Java Object equals Method Example

In this example, we will demonstrate the usage of java.lang.Object.equals() method with an example.

Object equal() Method Examples

The java.lang.Object.equals(Object obj) indicates whether some other object is "equal to" this one.

The equals method implements an equivalence relation on non-null object references:
  • It is reflexive: for any non-null reference value x, x.equals(x) should return true.
  • It is symmetric: for any non-null reference values x and y, x.equals(y) should return true if and only if y.equals(x) returns true.
  • It is transitive: for any non-null reference values x, y, and z, if x.equals(y) returns true and y.equals(z) returns true, then x.equals(z) should return true.
  • It is consistent: for any non-null reference values x and y, multiple invocations of x.equals(y) consistently return true or consistently return false, provided no information used in equals comparisons on the objects is modified.
  • For any non-null reference value x, x.equals(null) should return false.
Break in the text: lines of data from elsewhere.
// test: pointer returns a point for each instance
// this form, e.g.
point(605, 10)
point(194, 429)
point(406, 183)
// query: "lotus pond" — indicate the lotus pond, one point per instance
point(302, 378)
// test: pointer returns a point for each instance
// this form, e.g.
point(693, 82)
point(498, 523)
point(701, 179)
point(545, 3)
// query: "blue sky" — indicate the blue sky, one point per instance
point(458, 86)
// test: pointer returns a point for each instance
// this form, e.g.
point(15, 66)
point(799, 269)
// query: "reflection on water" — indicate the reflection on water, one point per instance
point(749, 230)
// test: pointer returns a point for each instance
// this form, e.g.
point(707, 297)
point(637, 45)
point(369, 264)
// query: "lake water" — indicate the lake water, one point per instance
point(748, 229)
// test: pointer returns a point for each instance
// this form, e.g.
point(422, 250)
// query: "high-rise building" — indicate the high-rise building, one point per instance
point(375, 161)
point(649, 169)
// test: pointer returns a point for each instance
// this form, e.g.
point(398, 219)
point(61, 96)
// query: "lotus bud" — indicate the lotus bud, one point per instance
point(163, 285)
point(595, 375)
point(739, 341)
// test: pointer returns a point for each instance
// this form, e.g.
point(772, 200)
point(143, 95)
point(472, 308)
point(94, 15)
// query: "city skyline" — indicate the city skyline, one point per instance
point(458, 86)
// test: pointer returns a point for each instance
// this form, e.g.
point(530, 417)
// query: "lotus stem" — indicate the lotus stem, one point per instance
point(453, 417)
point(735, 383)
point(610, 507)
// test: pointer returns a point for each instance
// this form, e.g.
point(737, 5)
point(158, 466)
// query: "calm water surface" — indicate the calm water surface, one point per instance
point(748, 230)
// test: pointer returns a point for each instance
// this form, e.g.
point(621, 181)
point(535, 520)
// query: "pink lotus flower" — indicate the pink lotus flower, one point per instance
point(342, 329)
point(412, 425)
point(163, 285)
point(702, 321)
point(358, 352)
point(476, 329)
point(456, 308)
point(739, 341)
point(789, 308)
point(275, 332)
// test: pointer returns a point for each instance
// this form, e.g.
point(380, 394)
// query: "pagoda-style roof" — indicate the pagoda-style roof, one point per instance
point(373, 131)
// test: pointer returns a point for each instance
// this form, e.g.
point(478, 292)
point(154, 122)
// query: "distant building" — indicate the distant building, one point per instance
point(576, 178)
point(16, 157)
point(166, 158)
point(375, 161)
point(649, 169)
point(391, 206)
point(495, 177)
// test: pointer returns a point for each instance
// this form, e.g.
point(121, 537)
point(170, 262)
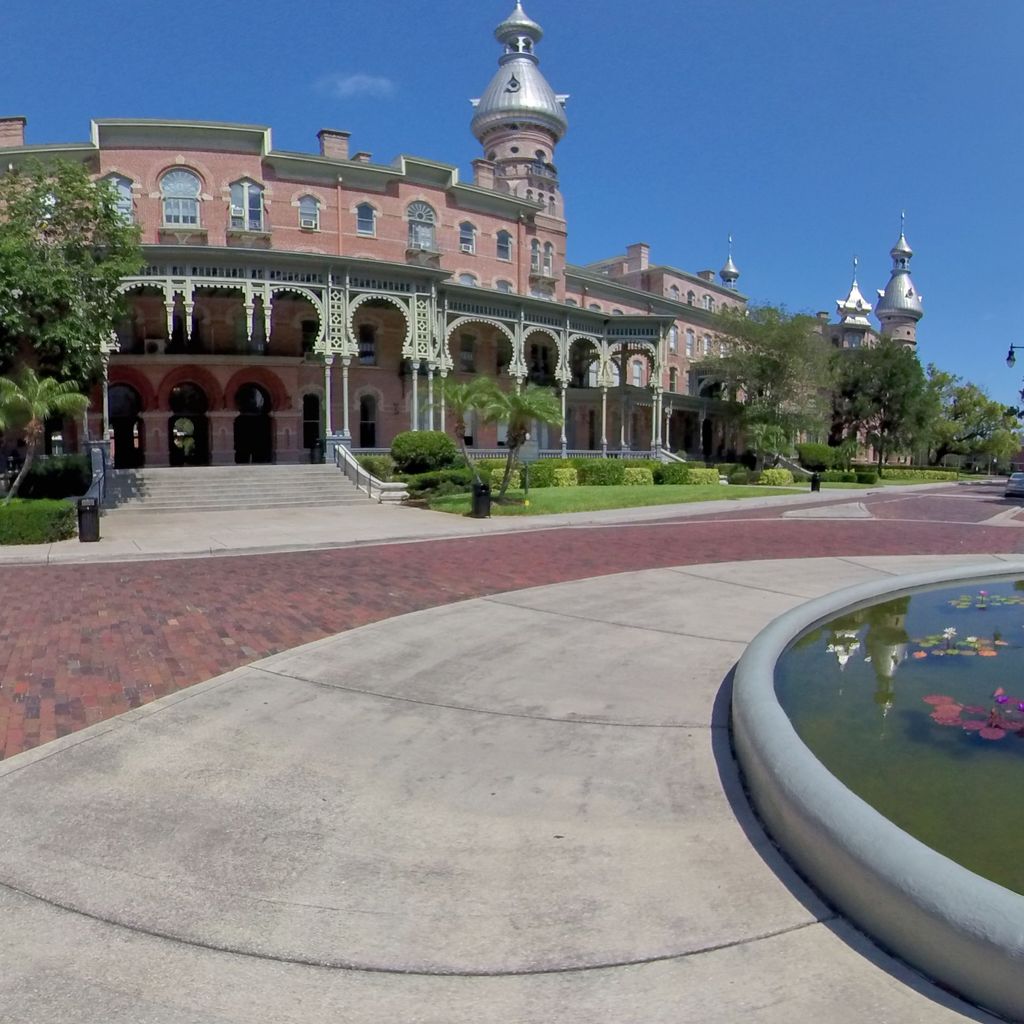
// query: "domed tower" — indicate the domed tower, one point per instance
point(730, 272)
point(519, 120)
point(853, 311)
point(899, 305)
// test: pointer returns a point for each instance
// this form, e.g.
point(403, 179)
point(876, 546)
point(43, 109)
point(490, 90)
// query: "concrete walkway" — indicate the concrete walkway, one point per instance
point(521, 808)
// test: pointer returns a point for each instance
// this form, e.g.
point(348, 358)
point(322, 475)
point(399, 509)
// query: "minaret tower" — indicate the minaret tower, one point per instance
point(853, 312)
point(730, 272)
point(519, 120)
point(899, 305)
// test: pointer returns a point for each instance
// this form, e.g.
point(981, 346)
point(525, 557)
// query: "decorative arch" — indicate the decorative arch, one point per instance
point(280, 398)
point(376, 297)
point(137, 380)
point(194, 375)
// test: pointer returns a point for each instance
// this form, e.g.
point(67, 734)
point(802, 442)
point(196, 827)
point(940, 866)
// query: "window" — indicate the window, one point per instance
point(366, 219)
point(123, 201)
point(247, 207)
point(368, 345)
point(309, 213)
point(467, 359)
point(421, 226)
point(179, 190)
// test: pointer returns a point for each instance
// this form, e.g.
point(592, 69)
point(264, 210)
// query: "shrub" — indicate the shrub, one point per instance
point(816, 457)
point(701, 475)
point(58, 476)
point(601, 472)
point(673, 472)
point(775, 477)
point(40, 521)
point(422, 451)
point(381, 466)
point(638, 476)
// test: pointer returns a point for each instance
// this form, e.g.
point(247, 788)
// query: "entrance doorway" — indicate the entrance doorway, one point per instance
point(188, 429)
point(129, 432)
point(253, 426)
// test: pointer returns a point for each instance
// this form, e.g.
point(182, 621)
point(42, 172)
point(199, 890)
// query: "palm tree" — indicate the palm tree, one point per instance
point(462, 398)
point(520, 410)
point(28, 401)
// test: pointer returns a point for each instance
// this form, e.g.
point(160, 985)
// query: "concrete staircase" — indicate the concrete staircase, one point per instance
point(219, 488)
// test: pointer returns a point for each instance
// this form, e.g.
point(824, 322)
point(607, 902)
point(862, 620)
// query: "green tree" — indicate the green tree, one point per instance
point(27, 402)
point(964, 421)
point(777, 364)
point(881, 391)
point(64, 250)
point(519, 411)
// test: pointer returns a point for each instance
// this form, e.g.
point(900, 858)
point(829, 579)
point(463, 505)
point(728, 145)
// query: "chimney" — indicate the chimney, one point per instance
point(483, 173)
point(11, 132)
point(636, 257)
point(334, 143)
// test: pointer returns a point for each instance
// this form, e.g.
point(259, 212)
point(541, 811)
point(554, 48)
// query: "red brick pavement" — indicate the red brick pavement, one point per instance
point(82, 643)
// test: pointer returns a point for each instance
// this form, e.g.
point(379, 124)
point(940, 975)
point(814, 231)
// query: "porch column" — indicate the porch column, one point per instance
point(604, 421)
point(563, 438)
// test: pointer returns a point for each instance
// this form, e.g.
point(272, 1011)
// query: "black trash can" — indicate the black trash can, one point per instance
point(481, 501)
point(88, 519)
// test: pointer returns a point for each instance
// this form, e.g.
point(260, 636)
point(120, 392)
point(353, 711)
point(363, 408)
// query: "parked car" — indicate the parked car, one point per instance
point(1015, 485)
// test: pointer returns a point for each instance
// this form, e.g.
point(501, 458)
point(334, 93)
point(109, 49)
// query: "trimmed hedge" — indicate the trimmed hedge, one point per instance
point(638, 476)
point(39, 521)
point(775, 477)
point(381, 466)
point(58, 476)
point(422, 451)
point(601, 472)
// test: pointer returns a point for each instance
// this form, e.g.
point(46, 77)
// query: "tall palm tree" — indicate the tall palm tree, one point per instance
point(519, 411)
point(27, 401)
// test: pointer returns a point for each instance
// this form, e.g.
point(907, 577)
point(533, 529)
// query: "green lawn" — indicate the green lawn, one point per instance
point(544, 501)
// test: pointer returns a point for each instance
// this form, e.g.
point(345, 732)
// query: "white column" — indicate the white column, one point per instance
point(328, 426)
point(345, 432)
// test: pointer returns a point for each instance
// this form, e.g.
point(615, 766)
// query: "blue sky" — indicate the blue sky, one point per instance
point(801, 126)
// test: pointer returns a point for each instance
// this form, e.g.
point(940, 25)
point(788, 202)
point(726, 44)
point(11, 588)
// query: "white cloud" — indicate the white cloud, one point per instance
point(358, 84)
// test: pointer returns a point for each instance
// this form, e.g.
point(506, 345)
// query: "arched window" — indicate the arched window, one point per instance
point(309, 213)
point(123, 201)
point(366, 219)
point(421, 225)
point(247, 207)
point(179, 189)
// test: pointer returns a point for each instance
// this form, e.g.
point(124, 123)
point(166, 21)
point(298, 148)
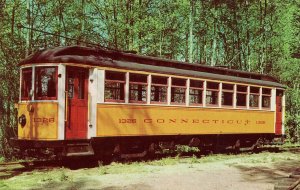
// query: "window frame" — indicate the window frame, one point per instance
point(254, 94)
point(115, 81)
point(212, 90)
point(29, 69)
point(230, 91)
point(266, 95)
point(196, 88)
point(36, 97)
point(241, 92)
point(138, 83)
point(158, 85)
point(179, 87)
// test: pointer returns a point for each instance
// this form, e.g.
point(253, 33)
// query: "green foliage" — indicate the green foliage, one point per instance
point(261, 36)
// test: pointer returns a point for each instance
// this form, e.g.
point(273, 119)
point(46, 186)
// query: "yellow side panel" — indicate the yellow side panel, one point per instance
point(128, 120)
point(41, 121)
1. Simple Object equals() Method Example

Let's create a simple example to demonstrate the usage of the equals() method:
// get an integer, which is an object
  Integer x = new Integer(50);

  // get a float, which is an object as well
  Float y = new Float(50f);

  // check if these are equal,which is 
  // false since they are different class
  System.out.println("" + x.equals(y));

  // check if x is equal with another int 50
  System.out.println("" + x.equals(50));
Output:
false
true

2. Object equals() Method Example

public class Person {
     private String firstName;
     private String lastName;

     public String getFirstName() {
         return firstName;
     }

     public void setFirstName(String firstName) {
         this.firstName = firstName;
     }

     public String getLastName() {
         return lastName;
     }

     public void setLastName(String lastName) {
         this.lastName = lastName;
     }

    @Override
    public boolean equals(Object obj) {
       if (this == obj)
          return true;
       if (obj == null)
          return false;
       if (getClass() != obj.getClass())
          return false;
       Person other = (Person) obj;
       if (firstName == null) {
          if (other.firstName != null)
             return false;
       } else if (!firstName.equals(other.firstName))
             return false;
       if (lastName == null) {
          if (other.lastName != null)
             return false;
       } else if (!lastName.equals(other.lastName))
             return false;
       return true;
    }

   @Override
   public String toString() {
       return "Person [firstName=" + firstName + ", lastName=" + lastName + "]";
   }
  public static void main(String[] args) throws CloneNotSupportedException {
        Person person = new Person();
        person.setFirstName("Ramesh");
        person.setLastName("Fadatare");

        Person person1 = new Person();
        person1.setFirstName("Ramesh");
        person1.setLastName("Fadatare");

        boolean hasEqual = person.equals(person1);
        System.out.println("Both objects equal :: " + hasEqual);
    }
}
Output:
Both objects equal :: true
The equals() method for Person class is:
@Override
public boolean equals(Object obj) {
    if (this == obj)
       return true;
    if (obj == null)
       return false;
    if (getClass() != obj.getClass())
       return false;
    Person other = (Person) obj;
    if (firstName == null) {
       if (other.firstName != null)
          return false;
    } else if (!firstName.equals(other.firstName))
          return false;
    if (lastName == null) {
       if (other.lastName != null)
          return false;
    } else if (!lastName.equals(other.lastName))
          return false;
    return true;
}
Note: If you override equals(), you must override hashCode() as well.